No-Hit Josh

Josh Beckett of the Los Angeles Dodgers threw a no-hitter yesterday, the first of his career and the first by a Dodger since 1996. The Philadelphia Phillies fell victim to the 34 year old Beckett, who turned the clock back, even if just for one afternoon. While a no-hitter does not mean a pitcher is a star or a Hall of Famer, and luck plays into it more than anything, this is an interesting development for a pitcher who has not had much positive news go his way in a while.

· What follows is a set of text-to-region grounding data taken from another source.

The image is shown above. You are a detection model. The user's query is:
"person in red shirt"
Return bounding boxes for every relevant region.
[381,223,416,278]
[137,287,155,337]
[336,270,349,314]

The year 2007 seems like an eternity ago. In Internet years, it might as well be ancient history. I was still in high school, we still had dial-up Internet at home, it was before Twitter, before I was on Facebook or Reddit, and Josh Beckett was right there with David Ortiz, Manny Ramirez, Tom Brady, Tedy Bruschi, and Paul Pierce as one of the most popular athletes in Boston. Beckett was unreal that year. While Mike Lowell was the 2007 World Series MVP, they would not have won that year without Josh Beckett. In a year where Daisuke Matsuzaka was a major disappointment, and Clay Buccholz was too fatigued to pitch in the playoffs (sound familiar?), Beckett took charge of the pitching rotation, and became the ace of the staff. It wasn’t the first time he had done that either. In 2003, he carried the Florida Marlins to their second World Series title. The guy was well on his way to a career that would be enshrined in Cooperstown when he started to rest on his laurels.

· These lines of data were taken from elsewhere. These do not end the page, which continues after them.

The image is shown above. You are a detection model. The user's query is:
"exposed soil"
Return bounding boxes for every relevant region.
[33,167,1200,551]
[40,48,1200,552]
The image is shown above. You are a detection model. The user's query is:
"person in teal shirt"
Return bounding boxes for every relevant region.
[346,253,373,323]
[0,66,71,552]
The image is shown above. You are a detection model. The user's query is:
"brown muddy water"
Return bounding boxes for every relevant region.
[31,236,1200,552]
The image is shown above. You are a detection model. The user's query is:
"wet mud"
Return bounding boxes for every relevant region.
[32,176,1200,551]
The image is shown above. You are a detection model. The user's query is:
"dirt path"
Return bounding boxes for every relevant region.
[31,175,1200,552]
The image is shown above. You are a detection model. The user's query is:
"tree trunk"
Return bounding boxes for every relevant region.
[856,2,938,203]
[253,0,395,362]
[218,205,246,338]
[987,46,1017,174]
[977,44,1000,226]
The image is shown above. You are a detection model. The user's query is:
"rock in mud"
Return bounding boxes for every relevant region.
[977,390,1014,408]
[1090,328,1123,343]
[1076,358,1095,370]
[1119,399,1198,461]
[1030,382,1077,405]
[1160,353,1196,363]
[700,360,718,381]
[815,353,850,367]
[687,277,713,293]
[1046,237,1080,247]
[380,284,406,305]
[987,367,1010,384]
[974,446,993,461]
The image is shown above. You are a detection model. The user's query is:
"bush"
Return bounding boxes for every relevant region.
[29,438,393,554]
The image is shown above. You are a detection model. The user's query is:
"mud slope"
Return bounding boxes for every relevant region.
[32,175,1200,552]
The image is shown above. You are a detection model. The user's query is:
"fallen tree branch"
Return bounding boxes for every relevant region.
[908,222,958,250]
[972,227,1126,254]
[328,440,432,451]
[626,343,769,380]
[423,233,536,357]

The decline of the Boston Red Sox was best personified by the decline of Josh Beckett. He became the face of Fried Chicken and Beer-gate. He was the face of the negativity and the laziness on the team. He was the face of Terry Francona getting fired. When Bobby Valentine was hired as manager, it only made things worse. It got to the point for Red Sox fans that the 2012 regular season was the worst season ever from start to finish, and the only thing that redeemed it in any way was it allowed for the Sox to hit rock bottom and start over. Bottoming out for the Red Sox involved trading Beckett, along with Adrian Gonzalez, Carl Crawford, and Nick Punto, to the Dodgers. The Dodgers were loading up for a playoff run they didn’t end up making in 2012, but Yasiel Puig helped them get there in 2013. While Beckett and the Dodgers fell short in the NLCS (though Beckett was out with injury and did not play), his old team bounced back from the previous year’s disaster and defeated the St. Louis Cardinals in the World Series.

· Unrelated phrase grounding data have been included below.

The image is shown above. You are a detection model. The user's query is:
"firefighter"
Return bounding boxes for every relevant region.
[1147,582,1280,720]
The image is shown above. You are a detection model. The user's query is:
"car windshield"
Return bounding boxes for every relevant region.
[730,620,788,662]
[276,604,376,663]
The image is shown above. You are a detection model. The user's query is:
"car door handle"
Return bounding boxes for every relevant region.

Before throwing that no-hitter, Josh Beckett was a has-been whose best pitching days seemed further behind them than most star pitchers his age. After throwing the no-hitter, he might still be a has-been, but it shows that he just might still have some people, myself included, to prove wrong. The Texas Tough Guy might not be what he used to be, and he’ll likely never be as popular in any city as he was in Boston in 2007, but he’s not hanging it up just yet, either.